Troisième journée. Ma nuit à été assez bonne, l’épuisement d’une journée de dur labeur me changeant malgré ma résistance naturelle à mes journées rythmées par mes seules envies et désirs ! Et cette journée aura à nouveau l’occasion de tester celle-ci, de résistance. Éprouver, même, dirais-je ! J’ai du sans doutes prendre plus de petites pauses que l’auraient voulu mes supérieurs, mais mon endurance sur la durée m’aura permis de tenir jusqu’au bout malgré cet état de fait. Disons que j’ai eu l’occasion d’apprendre mes limites et que je sais quand il faut que j’arrête de forcer, et quand je peux me permettre de reprendre. En outre, la tâche à été accomplie sans trop, sans doutes, qu’on ai besoin de me reprendre. Si tant est qu’on m’ai surveillé plus particulièrement lors de mon transport de ce que je pouvais porter, on pourra relever que je ne me suis même pas particulièrement intéressé à ce que je pouvais transporter. On m’a déjà donné des paquets à porter et je suis habitué à ce genre de secrets. Je l’ai donc appliqué ici. Si on à pris la peine de m’expliquer le contenu des caisses, je l’aurais écouté avec curiosité mais sans pousser le truc plus loin. J’aurais pris, transporté et posé là ou on me l’a demandé, renseignant ce que j’avais à renseigner aux hommes gérant le tout ! En commençant à travailler ici, j’aurais pris soin de me débarrasser sans doutes assez vite de ma veste de cuir, je vois mal comment j’aurais pu voler quoi que ce soit avec un haut sans manches et un pantalon sans poches. Il n’est pas dans mes habitudes de voler de toute façon, je n’allais pas commencer là ou un comte pourrait me faire trancher aisément une main. Surtout que je ne suis pas sot au point de me croire sans surveillance. Ce soir-là, on ne m’a en revanche pas laissé dormir dans mon coin habituel. Je gage qu’on n’est pas du genre à faire facilement confiance à un gosse inconnu. Soit… J’en aurais profité pour rejoindre les orphelins, histoire de voir si tout va bien. Mais avant même de pouvoir me mettre en tête de faire quoi que ce soit… Le sommeil m’a rattrapé.

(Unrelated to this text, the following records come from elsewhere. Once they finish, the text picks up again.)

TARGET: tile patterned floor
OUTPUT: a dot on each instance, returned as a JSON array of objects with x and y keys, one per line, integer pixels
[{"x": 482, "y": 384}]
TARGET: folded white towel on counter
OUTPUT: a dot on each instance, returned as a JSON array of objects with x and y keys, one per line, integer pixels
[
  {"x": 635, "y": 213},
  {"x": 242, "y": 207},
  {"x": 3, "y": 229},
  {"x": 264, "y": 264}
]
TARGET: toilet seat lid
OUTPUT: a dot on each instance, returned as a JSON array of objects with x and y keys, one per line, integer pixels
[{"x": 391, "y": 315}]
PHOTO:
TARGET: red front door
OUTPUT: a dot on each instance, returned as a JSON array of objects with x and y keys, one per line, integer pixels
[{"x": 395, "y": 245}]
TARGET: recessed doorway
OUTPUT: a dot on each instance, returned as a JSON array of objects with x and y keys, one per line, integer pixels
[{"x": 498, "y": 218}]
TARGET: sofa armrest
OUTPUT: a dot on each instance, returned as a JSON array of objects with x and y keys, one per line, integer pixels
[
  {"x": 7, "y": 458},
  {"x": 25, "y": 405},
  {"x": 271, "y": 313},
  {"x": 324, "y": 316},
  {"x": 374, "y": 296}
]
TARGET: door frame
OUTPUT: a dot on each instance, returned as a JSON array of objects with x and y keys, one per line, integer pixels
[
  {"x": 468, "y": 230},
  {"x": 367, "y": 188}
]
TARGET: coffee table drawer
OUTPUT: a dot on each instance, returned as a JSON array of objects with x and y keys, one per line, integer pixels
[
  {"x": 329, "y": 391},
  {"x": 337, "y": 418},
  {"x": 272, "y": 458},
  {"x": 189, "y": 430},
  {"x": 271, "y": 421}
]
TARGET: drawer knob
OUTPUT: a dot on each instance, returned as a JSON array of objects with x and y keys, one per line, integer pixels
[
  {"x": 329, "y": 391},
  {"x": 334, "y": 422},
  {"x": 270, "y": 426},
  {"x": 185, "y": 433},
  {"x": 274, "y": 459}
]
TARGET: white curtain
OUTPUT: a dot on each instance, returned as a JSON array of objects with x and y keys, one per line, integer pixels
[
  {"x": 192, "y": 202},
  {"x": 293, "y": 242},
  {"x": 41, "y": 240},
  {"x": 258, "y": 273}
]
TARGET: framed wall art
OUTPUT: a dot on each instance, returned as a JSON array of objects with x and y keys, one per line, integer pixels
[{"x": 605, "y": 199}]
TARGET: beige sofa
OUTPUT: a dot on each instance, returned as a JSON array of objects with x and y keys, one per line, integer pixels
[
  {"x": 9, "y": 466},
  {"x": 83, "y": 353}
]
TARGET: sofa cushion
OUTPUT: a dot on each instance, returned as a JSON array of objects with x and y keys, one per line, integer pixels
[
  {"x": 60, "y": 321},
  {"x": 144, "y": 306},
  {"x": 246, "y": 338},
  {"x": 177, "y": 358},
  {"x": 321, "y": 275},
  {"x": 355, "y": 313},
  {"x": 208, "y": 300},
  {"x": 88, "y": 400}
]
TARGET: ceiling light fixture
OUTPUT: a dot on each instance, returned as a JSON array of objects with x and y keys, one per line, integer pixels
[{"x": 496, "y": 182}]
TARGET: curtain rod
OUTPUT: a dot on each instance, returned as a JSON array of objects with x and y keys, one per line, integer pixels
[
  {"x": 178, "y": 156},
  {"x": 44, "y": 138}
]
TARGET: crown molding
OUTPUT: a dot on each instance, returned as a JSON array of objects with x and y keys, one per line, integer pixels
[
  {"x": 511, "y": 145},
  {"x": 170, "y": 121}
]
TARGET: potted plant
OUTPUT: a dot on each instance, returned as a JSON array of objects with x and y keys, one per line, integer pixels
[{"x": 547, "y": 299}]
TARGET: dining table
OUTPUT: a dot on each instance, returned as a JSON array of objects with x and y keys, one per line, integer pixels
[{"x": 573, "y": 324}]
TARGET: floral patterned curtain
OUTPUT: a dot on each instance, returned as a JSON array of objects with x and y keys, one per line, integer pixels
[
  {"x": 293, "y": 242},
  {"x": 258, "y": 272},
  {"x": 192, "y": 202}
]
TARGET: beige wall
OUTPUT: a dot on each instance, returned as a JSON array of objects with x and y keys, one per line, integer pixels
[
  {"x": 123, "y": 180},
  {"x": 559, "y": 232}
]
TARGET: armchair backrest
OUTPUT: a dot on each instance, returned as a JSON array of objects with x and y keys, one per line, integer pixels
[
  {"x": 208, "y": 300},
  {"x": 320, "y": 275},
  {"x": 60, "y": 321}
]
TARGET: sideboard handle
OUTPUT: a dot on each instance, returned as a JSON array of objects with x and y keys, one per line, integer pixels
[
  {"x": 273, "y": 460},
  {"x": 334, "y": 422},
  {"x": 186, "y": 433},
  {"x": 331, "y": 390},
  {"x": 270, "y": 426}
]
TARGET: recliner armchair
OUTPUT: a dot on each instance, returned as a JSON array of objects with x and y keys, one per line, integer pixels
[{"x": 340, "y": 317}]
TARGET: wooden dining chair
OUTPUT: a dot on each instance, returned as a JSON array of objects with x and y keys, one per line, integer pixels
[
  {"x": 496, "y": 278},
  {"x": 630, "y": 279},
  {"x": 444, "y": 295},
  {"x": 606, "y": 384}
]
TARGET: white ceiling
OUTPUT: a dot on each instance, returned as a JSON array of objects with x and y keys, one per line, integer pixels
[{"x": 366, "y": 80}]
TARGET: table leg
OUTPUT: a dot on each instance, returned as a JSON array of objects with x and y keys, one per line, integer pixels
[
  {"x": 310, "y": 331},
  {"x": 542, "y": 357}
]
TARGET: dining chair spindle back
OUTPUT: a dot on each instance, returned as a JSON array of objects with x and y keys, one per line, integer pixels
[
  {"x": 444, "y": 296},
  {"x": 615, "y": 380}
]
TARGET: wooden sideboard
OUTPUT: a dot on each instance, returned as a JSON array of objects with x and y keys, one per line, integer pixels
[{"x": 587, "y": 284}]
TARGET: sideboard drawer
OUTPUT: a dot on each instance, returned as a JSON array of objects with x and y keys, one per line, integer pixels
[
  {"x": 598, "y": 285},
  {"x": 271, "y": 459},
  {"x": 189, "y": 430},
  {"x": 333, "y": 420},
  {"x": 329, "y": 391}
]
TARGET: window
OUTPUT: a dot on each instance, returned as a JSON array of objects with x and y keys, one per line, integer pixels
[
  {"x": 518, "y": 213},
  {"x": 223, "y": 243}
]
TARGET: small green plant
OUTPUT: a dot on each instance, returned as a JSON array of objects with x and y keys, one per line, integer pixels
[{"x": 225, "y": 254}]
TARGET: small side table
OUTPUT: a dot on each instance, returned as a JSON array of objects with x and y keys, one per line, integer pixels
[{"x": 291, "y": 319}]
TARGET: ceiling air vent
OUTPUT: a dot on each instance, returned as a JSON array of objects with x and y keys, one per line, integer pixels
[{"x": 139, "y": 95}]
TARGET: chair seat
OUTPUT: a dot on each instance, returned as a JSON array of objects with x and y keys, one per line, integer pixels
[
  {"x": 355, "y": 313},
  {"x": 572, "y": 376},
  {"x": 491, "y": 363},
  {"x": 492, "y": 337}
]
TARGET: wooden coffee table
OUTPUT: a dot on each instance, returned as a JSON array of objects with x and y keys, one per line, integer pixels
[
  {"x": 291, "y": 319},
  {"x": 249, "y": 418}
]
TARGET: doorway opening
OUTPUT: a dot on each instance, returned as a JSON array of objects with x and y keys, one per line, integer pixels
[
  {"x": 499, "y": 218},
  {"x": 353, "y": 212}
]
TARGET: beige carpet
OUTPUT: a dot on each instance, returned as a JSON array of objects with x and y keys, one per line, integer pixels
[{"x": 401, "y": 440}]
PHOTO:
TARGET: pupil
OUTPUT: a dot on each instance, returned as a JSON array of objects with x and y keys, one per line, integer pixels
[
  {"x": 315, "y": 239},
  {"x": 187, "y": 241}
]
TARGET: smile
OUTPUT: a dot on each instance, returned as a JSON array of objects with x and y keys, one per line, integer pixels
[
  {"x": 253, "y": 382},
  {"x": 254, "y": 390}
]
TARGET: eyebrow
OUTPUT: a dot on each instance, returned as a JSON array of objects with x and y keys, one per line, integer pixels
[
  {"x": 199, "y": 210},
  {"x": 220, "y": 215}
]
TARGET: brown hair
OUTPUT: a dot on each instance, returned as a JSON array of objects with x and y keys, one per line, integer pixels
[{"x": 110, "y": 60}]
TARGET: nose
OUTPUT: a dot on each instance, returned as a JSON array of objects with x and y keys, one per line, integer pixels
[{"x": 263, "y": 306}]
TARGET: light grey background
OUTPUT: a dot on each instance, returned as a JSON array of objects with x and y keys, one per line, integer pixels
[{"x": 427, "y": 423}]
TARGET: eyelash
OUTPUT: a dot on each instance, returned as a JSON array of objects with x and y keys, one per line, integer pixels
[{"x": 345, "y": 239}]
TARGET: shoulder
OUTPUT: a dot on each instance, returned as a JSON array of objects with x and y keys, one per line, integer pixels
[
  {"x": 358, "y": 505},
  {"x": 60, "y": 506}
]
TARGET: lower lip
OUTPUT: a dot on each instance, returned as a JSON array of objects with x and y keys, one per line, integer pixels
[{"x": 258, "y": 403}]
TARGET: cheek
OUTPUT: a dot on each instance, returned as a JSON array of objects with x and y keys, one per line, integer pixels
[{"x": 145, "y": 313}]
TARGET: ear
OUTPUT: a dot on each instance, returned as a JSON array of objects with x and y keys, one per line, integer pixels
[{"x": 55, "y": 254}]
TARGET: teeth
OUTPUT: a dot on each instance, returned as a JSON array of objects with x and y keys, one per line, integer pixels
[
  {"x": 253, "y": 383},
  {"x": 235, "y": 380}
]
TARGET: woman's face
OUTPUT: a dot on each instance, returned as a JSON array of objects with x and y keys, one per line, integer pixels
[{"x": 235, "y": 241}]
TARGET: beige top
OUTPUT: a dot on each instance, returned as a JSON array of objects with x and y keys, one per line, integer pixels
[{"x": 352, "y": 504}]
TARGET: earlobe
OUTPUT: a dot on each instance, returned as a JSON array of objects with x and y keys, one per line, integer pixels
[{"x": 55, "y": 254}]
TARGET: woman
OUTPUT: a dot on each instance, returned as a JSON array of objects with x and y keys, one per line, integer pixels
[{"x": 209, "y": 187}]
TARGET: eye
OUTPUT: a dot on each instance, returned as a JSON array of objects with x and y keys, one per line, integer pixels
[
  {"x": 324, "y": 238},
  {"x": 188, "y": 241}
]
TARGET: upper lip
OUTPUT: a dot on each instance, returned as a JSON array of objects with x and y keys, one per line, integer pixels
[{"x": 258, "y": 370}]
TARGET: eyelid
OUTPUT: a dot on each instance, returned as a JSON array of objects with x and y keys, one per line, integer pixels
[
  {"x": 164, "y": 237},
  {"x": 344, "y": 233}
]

Le quatrième jour, il semble que mon corps commence enfin à s’acclimater au rythme de travail et aux diverses courbatures, ce qui ravive mon moral. Après avoir dévoré une petite miche de pain rassis, qu’un autre gosse aura mis là, assez près de ma place pour que je comprennes l’intention derrière. Pour ce qui est de la bouffe d’ailleurs… Je dois bien admettre avoir été mis en difficulté. Mais… je me suis démerdé, comme toujours. Quitte à demander d’un air gêné une petite pièce à quiconque voudrait bien me la donner. J’ai l’habitude de ne pas avoir grand-chose sur l’estomac mais ce point en revanche à été le plus dur de la semaine. Si en terme de repos je m’en sors bien… en terme d’énergie, les quantités habituelles me sont dramatiquement faibles. Enfin, cela ne m’a pas empêché de me présenter au navire à nouveau, toujours à l’aube, ayant pris soin de me lever un peu plus tôt pour faire le trajet. Cette journée me fit cependant un bien fou. Pour deux raisons : premièrement, la tâche était bien moins rude, ce qui m’a aidé à me remettre des courbatures précédemment citées. Mais aussi car par chance, j’ai pu rendre service à un marchand du port qui m’a remerciant en m’offrant un grand poisson bien fait. Même si je l’ai partagé avec les orphelins, l’apport d’énergie bienvenu par ce beau bestiau m’a permis de ne pas sombrer dans les méandres des ténèbres à force de me surpasser. Je dois admettre que me pendre au dessus de l’eau, à jouer les singes sur le bois m’a quand même drôlement amusé. Et je n’étais pas au bout de mes surprises sur la question après ce qui allait m’attendre les deux prochains jours.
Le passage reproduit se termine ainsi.